It’s “Giselle.” My old favorite, but not the one I would have chosen for Olivia.

“This one has some scary parts,” I say.

“Good,” Olivia tells me. “I like scary parts.”

I figure I can edit out anything too scary. I stop to explain why Giselle’s mother won’t let her dance and then I have to explain what it means to have a weak heart. She likes the part about the prince disguised as a peasant—“Just like in ‘Sleeping Beauty’”—and is sad when Giselle dies. I am thinking I will just leave out the part about the Wilis—the spirits of girls disappointed in love who seduce young men and make them dance until they die—but when I turn the page to the picture of the wraithlike girls in their bridal dresses, Olivia is instantly in love with them. Just as I was at her age. This had been my favorite picture.

So I read on. Through the part where the girls dance with the gamekeeper, Hilarion, and lure him into the lake to drown, and up to where the queen of the Wilis tells Giselle she must make Albrecht, her false lover, dance to his doom.

“Will she?” Olivia asks, her face pinched with concern.
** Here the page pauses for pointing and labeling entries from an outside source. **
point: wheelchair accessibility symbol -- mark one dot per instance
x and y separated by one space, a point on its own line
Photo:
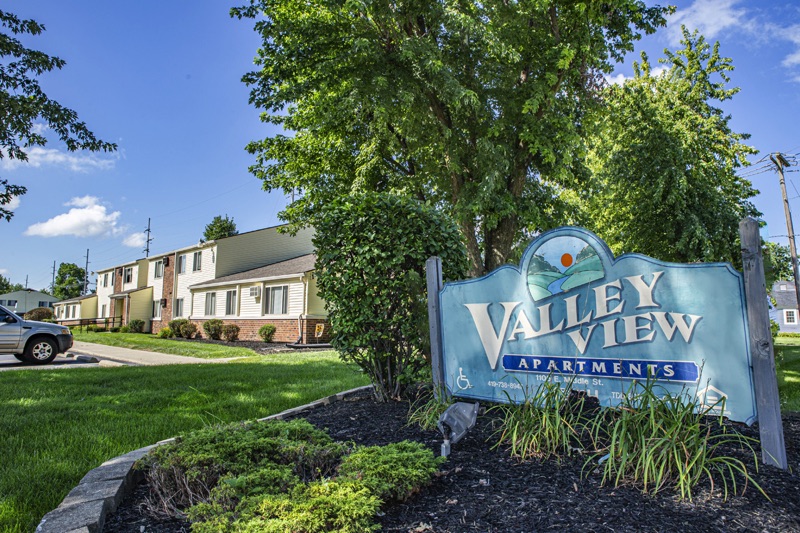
461 381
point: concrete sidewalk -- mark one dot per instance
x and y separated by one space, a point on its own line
138 357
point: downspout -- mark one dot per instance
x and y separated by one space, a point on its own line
304 314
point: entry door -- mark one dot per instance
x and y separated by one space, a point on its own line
10 332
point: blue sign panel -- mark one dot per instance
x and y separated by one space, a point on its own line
573 313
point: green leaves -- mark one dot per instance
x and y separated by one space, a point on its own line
664 161
474 107
371 253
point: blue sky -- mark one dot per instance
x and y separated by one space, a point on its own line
162 80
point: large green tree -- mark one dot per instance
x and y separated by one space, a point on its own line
664 159
69 281
219 228
23 104
7 286
473 107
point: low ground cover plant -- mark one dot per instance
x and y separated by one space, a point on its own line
213 328
281 476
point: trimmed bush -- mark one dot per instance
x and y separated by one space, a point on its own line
266 332
188 330
230 332
213 328
40 313
175 326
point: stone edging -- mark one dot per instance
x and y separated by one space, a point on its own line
100 492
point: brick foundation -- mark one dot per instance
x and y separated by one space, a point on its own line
286 331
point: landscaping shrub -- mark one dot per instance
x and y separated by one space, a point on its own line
188 330
176 325
213 328
266 332
40 313
281 476
395 471
230 332
371 254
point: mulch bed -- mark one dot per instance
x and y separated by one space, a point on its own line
485 490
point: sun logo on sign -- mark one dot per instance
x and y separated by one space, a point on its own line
561 264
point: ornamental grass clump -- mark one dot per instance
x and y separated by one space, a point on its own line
551 422
654 440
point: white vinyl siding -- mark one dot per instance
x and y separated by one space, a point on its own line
178 311
211 304
230 303
276 300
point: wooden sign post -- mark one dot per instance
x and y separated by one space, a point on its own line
773 449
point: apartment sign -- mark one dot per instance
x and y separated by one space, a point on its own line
572 313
“What do you think?” I ask her.

“Well, he did make her sad,” she says.

“But she loves him, let’s see…”

Giselle tells Albrecht to hold fast to the cross on her tomb, but he is so entranced by her dancing that he joins her. But because of Giselle’s delay, he is still alive when the church clock strikes four and the Wilis return to their graves. “And so she saves him,” I tell Olivia, closing the book. All I’ve left out are the last two lines of the story, which read, “His life had been saved, but he has lost his heart. Giselle has danced away with it.”

W
HEN
O
LIVIA HAS FALLEN ASLEEP
I
TAKE OUT THE PIECE OF
paper folded in my skirt pocket. As I unfold it I am sure that
I will see now that the handwriting is Athena’s, or Vesta’s or Aphrodite’s, anyone’s but my own. But as I stare at the words again there is no escaping the truth. I recognize not only my own handwriting, but the ink—a peculiar shade of peacock blue that Lucy Toller gave me, along with a fountain pen in the same color, for my fifteenth birthday.
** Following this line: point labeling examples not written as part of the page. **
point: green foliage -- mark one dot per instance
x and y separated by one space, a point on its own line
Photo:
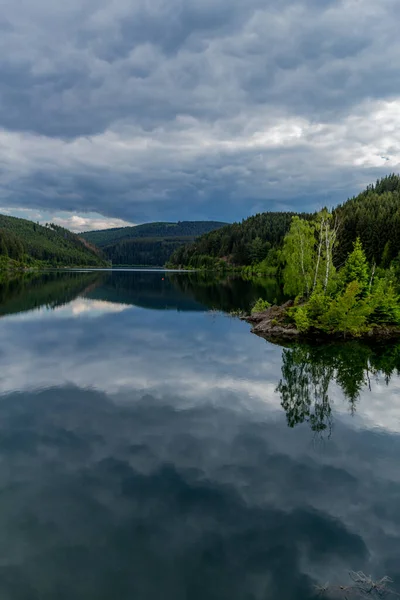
385 302
374 217
260 306
240 244
150 244
356 267
301 318
347 313
33 244
299 256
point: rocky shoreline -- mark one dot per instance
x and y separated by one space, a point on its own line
272 324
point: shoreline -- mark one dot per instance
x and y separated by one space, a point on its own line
271 324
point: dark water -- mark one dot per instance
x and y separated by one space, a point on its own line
153 448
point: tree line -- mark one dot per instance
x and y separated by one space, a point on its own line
29 243
373 216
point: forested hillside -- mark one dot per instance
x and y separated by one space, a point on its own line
29 243
242 243
149 244
373 216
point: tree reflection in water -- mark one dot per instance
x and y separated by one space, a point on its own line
308 370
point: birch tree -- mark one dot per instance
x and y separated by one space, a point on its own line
299 256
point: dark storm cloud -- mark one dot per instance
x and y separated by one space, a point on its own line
155 109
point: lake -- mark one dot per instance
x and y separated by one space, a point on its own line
152 447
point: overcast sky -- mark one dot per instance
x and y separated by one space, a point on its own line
140 110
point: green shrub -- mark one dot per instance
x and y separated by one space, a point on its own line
260 306
301 318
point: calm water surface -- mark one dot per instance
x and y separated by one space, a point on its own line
151 447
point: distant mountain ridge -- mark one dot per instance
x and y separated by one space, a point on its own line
27 243
150 244
373 216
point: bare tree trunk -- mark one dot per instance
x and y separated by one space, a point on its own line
319 255
328 256
302 266
372 277
330 238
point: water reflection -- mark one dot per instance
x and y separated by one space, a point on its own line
309 370
145 453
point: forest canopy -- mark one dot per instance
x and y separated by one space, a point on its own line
373 216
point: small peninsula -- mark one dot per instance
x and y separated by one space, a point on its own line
354 300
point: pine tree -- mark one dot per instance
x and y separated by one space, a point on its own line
356 267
Still holding the paper, I go into the spare bedroom to find the box marked “Heart Lake.” I tear at the packing tape and rip open the box so hastily that the sharp edge of the cardboard slices into my wrist. Ignoring the pain, I pull out the stack of black-and-white notebooks inside.

There are three of them. I started them in the ninth grade when I first met Matt and Lucy Toller, and faithfully kept a new one each year through our senior year at Heart Lake.

I count them as if hoping that the fourth one will have miraculously rejoined its companions, but of course it hasn’t. I haven’t seen the fourth notebook since spring semester senior year, when it disappeared from my dorm room.

At the time I thought someone in the administration had confiscated the notebook. I spent that last term at Heart Lake sure that it was only a matter of time before I was called into the dean’s office and confronted with the truth of everything that had happened that year, and what I had said at the inquest. But the summons never came. I attended the graduation ceremony and the reception on the lawn above the lake, standing apart from the other girls and their proud families, and afterward I took a taxi to the train station and a train to my summer job at the library at Vassar, where I had a scholarship for the fall. I decided that the notebook must have gotten lost. Sometimes I told myself that it had slipped out of my book bag and fallen into the lake and the lake had washed away all the blue-green ink until its pages were as blank as they were on the first day of senior year.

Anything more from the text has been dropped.